The PfGST enzyme is crucial to the malaria parasite’s survival, making it a desirable target for new antimalarial drugs. The parasite could be eliminated or rendered more amenable to other antimalarial drugs by using an inhibitor of PfGST. Considering the importance of PfGST to the malaria parasite, it is a great candidate for future research into effective antimalarial drugs. PfGST inhibitors are a promising therapeutic strategy to either eliminate the parasite or render it more vulnerable to other antimalarial drugs. The structure and function of PfGST are the subject of ongoing study, and discoveries about the enzyme may lead to more potent antimalarial drugs. The research is carried out with the neem tree compounds, targeting the glutathione S-transferase in Plasmodium falciparum.
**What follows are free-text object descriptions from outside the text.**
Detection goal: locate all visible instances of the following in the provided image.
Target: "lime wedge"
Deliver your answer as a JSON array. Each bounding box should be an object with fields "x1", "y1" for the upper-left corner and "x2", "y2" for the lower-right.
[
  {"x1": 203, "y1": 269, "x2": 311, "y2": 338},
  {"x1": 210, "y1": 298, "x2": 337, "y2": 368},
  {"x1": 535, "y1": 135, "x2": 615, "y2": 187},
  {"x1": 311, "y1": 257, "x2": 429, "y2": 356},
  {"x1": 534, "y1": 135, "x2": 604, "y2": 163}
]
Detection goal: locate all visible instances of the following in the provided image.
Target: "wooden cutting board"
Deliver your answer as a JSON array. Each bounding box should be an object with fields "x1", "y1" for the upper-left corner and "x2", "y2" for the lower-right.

The neem tree (Azadirachta indica) has been used medicinally for centuries, and recent research has shown that compounds extracted from the tree have numerous health benefits, including anti-inflammatory, antioxidant, and anticancer properties. Still, there are very few reports on the inhibition of parasites, and so this work was carried out with bark region compounds. For this, the protein quality is validated for modeling studies, identified active site and the inhibitors are shown for the potential binding capability. This study reports that the compounds IMPHY000093, IMPHY001448, and IMPHY005310 can be potential inhibitors. The active ingredients in neem show great potential as potential new antimalarial drugs. By inhibiting GST, neem compounds may increase the effectiveness of other antimalarial drugs and the host immune system against the malaria parasite.

Data Availability

The data used to support the findings of this study are included within the article.

Conflicts of Interest

The author declares that there is no conflicts of interest regarding the publication of this article.


The author would like to thank the Deanship of Scientific Research at Majmaah University for supporting this work.